Parker thought investors would remain nervous for the first quarter as peripheral euro zone countries and banks refinance, but he said the second half could see gains of 5-8 percent if corporate results improved and central banks provided support.
Banks, many of them exposed to euro zone sovereign debt, put in a mixed performance.
Commerzbank (CBKG.DE), one of the banks with a large amount of the region's debt, fell 3.5 percent to feature on the worst performers' list on the Greek uncertainty.
The German bank was also in overbought territory after gaining 14.8 percent in the past three days as sentiment towards Greece improved early in the week and following strong results from its Polish unit BRE Bank BREP.WA.
Its relative strength index was at 70.9. A score of 70 and above is considered overbought by technical analysts.
Barclays (BARC.L), in contrast, was among the top climbers, up 4 percent, recovering from initial falls as a robust performance from the British bank's retail and corporate division offset weak figures in investment banking.
Other results were a reminder of the impact that harsh austerity measures were having on companies.
Galp Energia (GALP.LS) fell 2.7 percent after it said it expected Portugal's recession and austerity drive to continue to weigh on oil product sales.
By 1245 GMT, the pan-European FTSEurofirst 300 .FTEU3 index of top shares was down 0.9 percent at 1,064.08 points after being as high as 1,073.49.

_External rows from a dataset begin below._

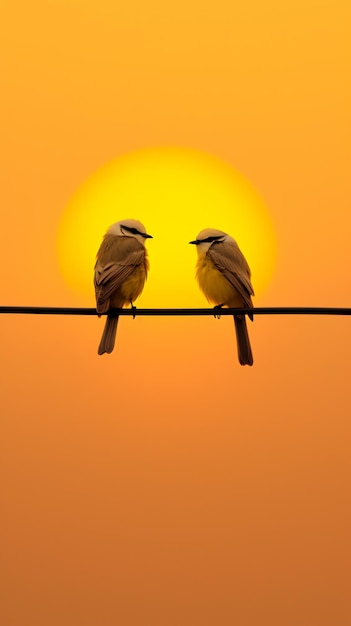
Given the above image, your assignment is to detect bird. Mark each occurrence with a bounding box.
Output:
[94,219,152,354]
[189,228,254,365]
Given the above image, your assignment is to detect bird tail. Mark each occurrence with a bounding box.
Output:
[234,315,253,365]
[98,315,118,354]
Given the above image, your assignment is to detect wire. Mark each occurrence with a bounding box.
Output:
[0,306,351,317]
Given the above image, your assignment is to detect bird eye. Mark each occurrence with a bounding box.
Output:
[121,224,141,235]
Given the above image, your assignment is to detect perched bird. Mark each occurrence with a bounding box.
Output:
[94,220,152,354]
[189,228,254,365]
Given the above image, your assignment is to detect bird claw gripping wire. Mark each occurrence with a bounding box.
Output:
[213,304,224,320]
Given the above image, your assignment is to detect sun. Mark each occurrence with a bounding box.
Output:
[57,147,277,307]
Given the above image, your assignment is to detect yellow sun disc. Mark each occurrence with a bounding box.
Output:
[58,148,277,307]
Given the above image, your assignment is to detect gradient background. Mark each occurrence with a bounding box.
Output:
[0,0,351,626]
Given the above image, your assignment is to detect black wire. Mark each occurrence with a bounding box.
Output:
[0,306,351,317]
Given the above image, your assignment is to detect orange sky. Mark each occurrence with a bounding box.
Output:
[0,0,351,626]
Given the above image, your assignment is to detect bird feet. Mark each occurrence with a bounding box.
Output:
[213,304,224,320]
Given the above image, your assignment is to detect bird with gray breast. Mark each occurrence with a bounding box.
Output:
[94,219,152,354]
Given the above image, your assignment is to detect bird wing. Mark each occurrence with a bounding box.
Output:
[94,235,145,313]
[207,242,254,307]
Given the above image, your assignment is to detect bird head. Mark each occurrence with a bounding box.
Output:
[107,219,152,245]
[189,228,234,254]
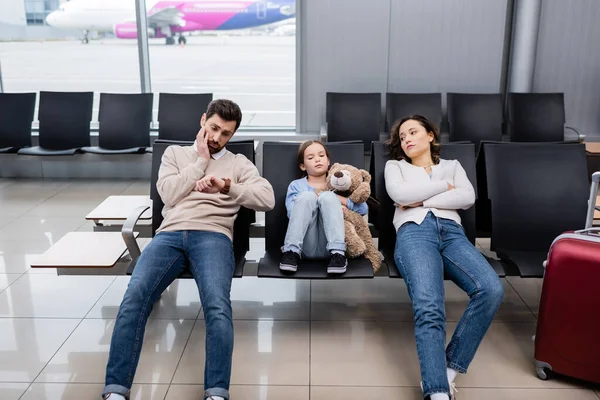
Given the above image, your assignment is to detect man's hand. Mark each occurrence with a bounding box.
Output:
[336,194,348,207]
[196,127,210,160]
[194,175,225,194]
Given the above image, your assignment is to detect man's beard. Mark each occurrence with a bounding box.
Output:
[208,145,223,154]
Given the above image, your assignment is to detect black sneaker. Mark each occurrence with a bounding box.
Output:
[327,253,348,274]
[279,251,300,272]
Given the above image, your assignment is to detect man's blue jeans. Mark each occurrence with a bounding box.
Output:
[394,212,504,398]
[103,231,235,399]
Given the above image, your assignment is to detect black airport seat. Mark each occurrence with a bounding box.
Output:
[82,93,154,155]
[371,142,505,278]
[385,93,442,132]
[447,93,504,151]
[258,142,373,279]
[508,93,566,142]
[18,92,94,156]
[0,93,37,153]
[326,92,381,152]
[127,140,254,278]
[158,93,213,142]
[485,143,589,277]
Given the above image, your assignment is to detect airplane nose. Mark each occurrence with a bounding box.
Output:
[46,11,57,26]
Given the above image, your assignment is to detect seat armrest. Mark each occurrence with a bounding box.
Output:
[565,126,585,143]
[121,206,150,263]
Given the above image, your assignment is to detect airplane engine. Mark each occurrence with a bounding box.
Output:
[114,22,156,39]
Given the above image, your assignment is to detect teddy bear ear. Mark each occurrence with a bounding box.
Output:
[360,169,371,183]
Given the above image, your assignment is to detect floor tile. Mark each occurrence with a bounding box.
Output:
[0,178,19,190]
[0,274,115,318]
[165,385,310,400]
[310,386,420,400]
[0,217,85,244]
[450,388,596,400]
[0,274,23,292]
[460,322,585,390]
[0,241,56,274]
[310,321,420,386]
[0,383,29,400]
[21,383,169,400]
[86,276,200,320]
[311,278,413,322]
[36,319,194,384]
[0,318,80,382]
[310,386,596,400]
[506,276,543,315]
[173,321,309,385]
[231,277,311,321]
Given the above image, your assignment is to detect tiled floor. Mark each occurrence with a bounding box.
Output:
[0,179,600,400]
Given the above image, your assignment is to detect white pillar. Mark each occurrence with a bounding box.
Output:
[508,0,542,93]
[135,0,152,93]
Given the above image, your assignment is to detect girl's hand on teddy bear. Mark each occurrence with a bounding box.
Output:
[336,194,348,207]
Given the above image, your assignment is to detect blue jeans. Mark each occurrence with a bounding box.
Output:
[394,212,504,398]
[103,231,235,399]
[283,192,346,258]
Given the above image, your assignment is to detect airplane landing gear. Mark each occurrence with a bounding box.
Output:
[81,30,90,44]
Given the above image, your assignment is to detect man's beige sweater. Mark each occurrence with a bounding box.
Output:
[156,146,275,240]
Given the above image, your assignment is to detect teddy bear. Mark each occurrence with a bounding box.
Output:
[317,163,382,272]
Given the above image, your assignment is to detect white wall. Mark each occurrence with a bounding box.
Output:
[297,0,508,133]
[0,0,27,25]
[533,0,600,141]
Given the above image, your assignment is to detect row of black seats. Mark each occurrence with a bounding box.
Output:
[129,140,589,279]
[0,92,213,156]
[326,92,579,148]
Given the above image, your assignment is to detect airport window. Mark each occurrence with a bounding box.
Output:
[0,0,296,130]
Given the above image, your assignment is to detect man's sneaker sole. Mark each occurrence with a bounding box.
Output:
[279,264,298,272]
[327,261,348,274]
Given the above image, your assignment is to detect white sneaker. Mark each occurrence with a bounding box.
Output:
[420,381,458,400]
[450,382,458,400]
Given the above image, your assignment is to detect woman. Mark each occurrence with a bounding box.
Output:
[385,115,503,400]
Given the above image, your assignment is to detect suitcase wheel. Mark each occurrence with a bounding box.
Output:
[535,367,552,381]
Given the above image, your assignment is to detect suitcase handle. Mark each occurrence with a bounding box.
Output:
[575,228,600,234]
[585,171,600,229]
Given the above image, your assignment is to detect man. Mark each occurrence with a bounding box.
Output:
[103,100,275,400]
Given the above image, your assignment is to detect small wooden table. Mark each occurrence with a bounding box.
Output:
[31,232,138,275]
[85,195,152,237]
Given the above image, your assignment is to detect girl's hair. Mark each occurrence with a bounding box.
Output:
[298,140,331,175]
[385,115,441,164]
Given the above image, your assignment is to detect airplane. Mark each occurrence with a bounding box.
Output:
[46,0,296,45]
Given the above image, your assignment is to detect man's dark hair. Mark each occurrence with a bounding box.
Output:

It is on track to end the week 0.9 percent lower, halting the sharp gains made in the previous week.
Credit Suisse said it was too early to go into stocks in Southern Europe as there was still need for further clarification on Greece and Parker said their strategy was to overweight large caps in Northern Europe.
The Euro STOXX 50 volatility index .V2TX, a key gauge of Europe's investor 'fear,' jumped 4.9 percent, showing investors were still apprehensive about the market. The higher the volatility index, the lower investor appetite for risk.
The FTSEurofirst 300 index is up more than 20 percent since September 2011 as economic data in the United States has shown signs of improvement. On Friday, however, weak Chinese imports data unsettled investors, and particularly weighed on mining stocks.
Miners, whose growth is correlated to strong economic performance, were the worst sectoral performers after Chinese imports in January fell to its lowest since August 2009, raising concerns that demand in the world's second-biggest economy may be weaker than previously thought.
The STOXX Europe 600 Basic Resources index .SXPP lost 1.5 percent. It has risen 38.9 percent since October 2011 buoyed in part by positive economic data.
With recovery in the U.S. and the current European issues occupying the attentions of investors, one wonders whether markets have been ignoring what is going on in China, said Rebecca O'Keeffe, head of investment at Interactive Investor.
This recent risk rally, which has seen most markets rise 20 percent over the last few months, has been based mainly on the recovering U.S. economy. It would be ironic if China caught a cold, just as the U.S. starts to recover.